In detail, the light source system 200 and the detector 300 are disposed on the water pipe in an inlaid manner, the emitting port of the light source system 200 is located on the pipe wall inside the water pipe 100, the light emitted from the light source system 200 is conveniently irradiated to the liquid in the water pipe 100, the detecting end of the detector 300 is also located on the pipe wall inside the water pipe 100, and the AIoT module 400 is also located on the water pipe 100.
It will be appreciated that the light source is capable of scattering a portion of light while passing through the liquid (water) within the water pipe 100, and that a portion of the scattered light is captured by the detector 300, and the detector 300 detects the intensity of the captured light and then sends a specific signal to the AIoT module 400, and the signal, after being processed by the AIoT module 400, can be used to determine whether the turbidity of the liquid within the water pipe 100 meets the standard. Compared with the prior art, the turbidity meter detection device is simple in structure, can solve the problem of complicated turbidity meter detection, improves turbidity detection efficiency and saves manpower.

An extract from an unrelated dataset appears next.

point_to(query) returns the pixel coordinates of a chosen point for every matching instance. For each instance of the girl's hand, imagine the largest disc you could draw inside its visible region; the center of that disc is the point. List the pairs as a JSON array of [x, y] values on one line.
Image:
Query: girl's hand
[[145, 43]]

Specifically, as shown in fig. 2, the irradiation direction of the light source system 200 is between 0 ° and 360 ° with respect to the receiving direction of the detector 300. In this embodiment, the irradiation direction of the light source system 200 is 90 degrees with respect to the receiving direction of the detector 300, and the 90 degrees are selected as the angles of the light source system 200 and the detector 300 because the proportion of the scattered light directly scattered by the suspended particles in the 90 degrees is large, and the proportion of the reflected light entering the 90 degrees through multiple reflections on the surface of the container is small, so that the signal to noise ratio is the highest when receiving the light intensity signal. In other embodiments, different angles may be chosen for more practical purposes.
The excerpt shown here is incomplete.